Neighboring West Virginia could, for all intents and purposes, become America’s 26th right-to-work state before the week is over.
The Workplace Freedom Act, which passed the state’s Senate by an 18-16 vote on Jan. 21, is scheduled on the House of Delegates’ calendar for a third reading tomorrow.
All of this comes on the heels of a 55-44 vote in the Mountain State’s House last week to repeal the state’s prevailing-wage mandates, which have been driving up the cost of state-funded construction projects for one year longer – 81 years, to be exact – than anti-labor freedom forces have controlled the House. (Does this sound familiar, Kentucky?)
That bill now goes to the Senate.
Democratic Gov. Earl Ray Tomblin’s expected vetoes of these bills won’t matter. The GOP has the votes to overturn them and they are expected to hang together to do so. (Does the need for this also sound familiar, Kentucky?)

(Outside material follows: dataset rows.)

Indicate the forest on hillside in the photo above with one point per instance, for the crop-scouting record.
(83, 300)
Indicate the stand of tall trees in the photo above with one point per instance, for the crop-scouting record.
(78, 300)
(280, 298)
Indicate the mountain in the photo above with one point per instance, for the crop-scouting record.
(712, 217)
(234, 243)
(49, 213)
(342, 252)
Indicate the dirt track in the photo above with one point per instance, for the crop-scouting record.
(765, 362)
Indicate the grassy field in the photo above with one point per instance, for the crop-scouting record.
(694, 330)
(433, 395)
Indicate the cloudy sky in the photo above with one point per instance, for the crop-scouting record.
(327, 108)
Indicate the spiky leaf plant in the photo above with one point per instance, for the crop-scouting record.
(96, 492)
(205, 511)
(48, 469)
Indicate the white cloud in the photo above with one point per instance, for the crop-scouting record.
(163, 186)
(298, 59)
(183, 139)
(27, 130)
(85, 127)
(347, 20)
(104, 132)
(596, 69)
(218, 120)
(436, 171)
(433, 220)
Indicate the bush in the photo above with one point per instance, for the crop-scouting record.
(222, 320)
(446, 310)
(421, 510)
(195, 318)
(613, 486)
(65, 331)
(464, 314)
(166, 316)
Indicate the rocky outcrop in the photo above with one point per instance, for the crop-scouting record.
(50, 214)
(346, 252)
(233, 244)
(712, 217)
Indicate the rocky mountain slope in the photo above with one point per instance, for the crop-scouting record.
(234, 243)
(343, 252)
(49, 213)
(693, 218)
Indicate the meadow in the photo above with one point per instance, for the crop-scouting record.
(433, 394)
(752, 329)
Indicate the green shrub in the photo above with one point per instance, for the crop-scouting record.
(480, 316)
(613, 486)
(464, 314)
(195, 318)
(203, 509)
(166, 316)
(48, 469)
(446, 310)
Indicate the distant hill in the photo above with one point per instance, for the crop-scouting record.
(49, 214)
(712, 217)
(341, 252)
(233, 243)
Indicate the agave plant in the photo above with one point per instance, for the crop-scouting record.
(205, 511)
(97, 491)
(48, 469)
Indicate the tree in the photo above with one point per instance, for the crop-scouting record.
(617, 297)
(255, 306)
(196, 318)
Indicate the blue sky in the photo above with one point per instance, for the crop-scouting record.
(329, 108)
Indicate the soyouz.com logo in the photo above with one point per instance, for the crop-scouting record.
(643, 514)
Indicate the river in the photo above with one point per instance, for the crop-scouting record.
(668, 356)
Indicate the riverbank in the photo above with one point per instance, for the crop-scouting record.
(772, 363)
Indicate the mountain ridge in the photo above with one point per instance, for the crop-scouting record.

In an email note yesterday to West Virginia delegates, Bluegrass Institute President Jim Waters testified to the impact that right-to-work has had on the economic growth and future prospects of Warren County, which in December 2014 became the nation’s first county to pass a local right-to-work ordinance. He wrote:
Please consider what Warren County Judge-Executive Mike Buchanon told the Bluegrass Institute’s annual President’s Dinner & Liberty Awards attendees about what’s happened since his fiscal court passed the right-to-work ordinance barely 13 months ago:
The county “now being considered for 89 new expansion or relocation projects, which represents nearly 10,000 new jobs and more than $1 billion in new investment,” but that, since passage of the local right-to-work ordinance, “the county has attracted more than $900 million in new capital investment just during the past calendar year – which represents the last 10 years combined for Warren County.”
If that kind of response can happen in one single Kentucky county, what do you think could happen in a state like West Virginia, where the Obama administration’s anti-coal policies have brought devastating economic consequences? Couldn’t your constituents use some new job opportunities in areas where they would be particularly suited such as in the manufacturing sector?
You have the opportunity to shake your collective fists at this failed administration which cares nothing about your people and future and do what the founders of this Republic and of our states intended: Tell the big-government, anti-freedom forces that would defend the status quo and hold back your people to “Pound Sand.”
Waters also noted the impact that having yet another of Kentucky’s neighboring states pass right-to-work could have on supporters’ efforts to bring such policy to our commonwealth:
Your courage in bringing right-to-work to your state will exert tremendous pressure beyond just your universe. It will give us added momentum here in Kentucky and to those right-to-work supporters in Ohio to do the right thing in those states, not to speak of the added competitive advantage that you will give yourself and your people.
I would remind that right-to-work isn’t only the right thing in terms of economic growth, but it’s even more important that you protect the individual – and constitutional – freedoms of the citizens as I’m assuming you placed your hand on a Bible and swore to do.
Think about it, we’ve had 25 states pass right-to-work without a single successful union challenge that resulted in stopping a statewide effort. Here in Kentucky, we’re so convinced that right-to-work is needed that we’ve been willing to risk a court challenge to pass these local ordinances. I would reiterate: You don’t even have to worry about that – as unions absolutely have no chance of stopping a statewide policy that’s clearly is allowed by federal labor law and successfully enacted by 25 other states.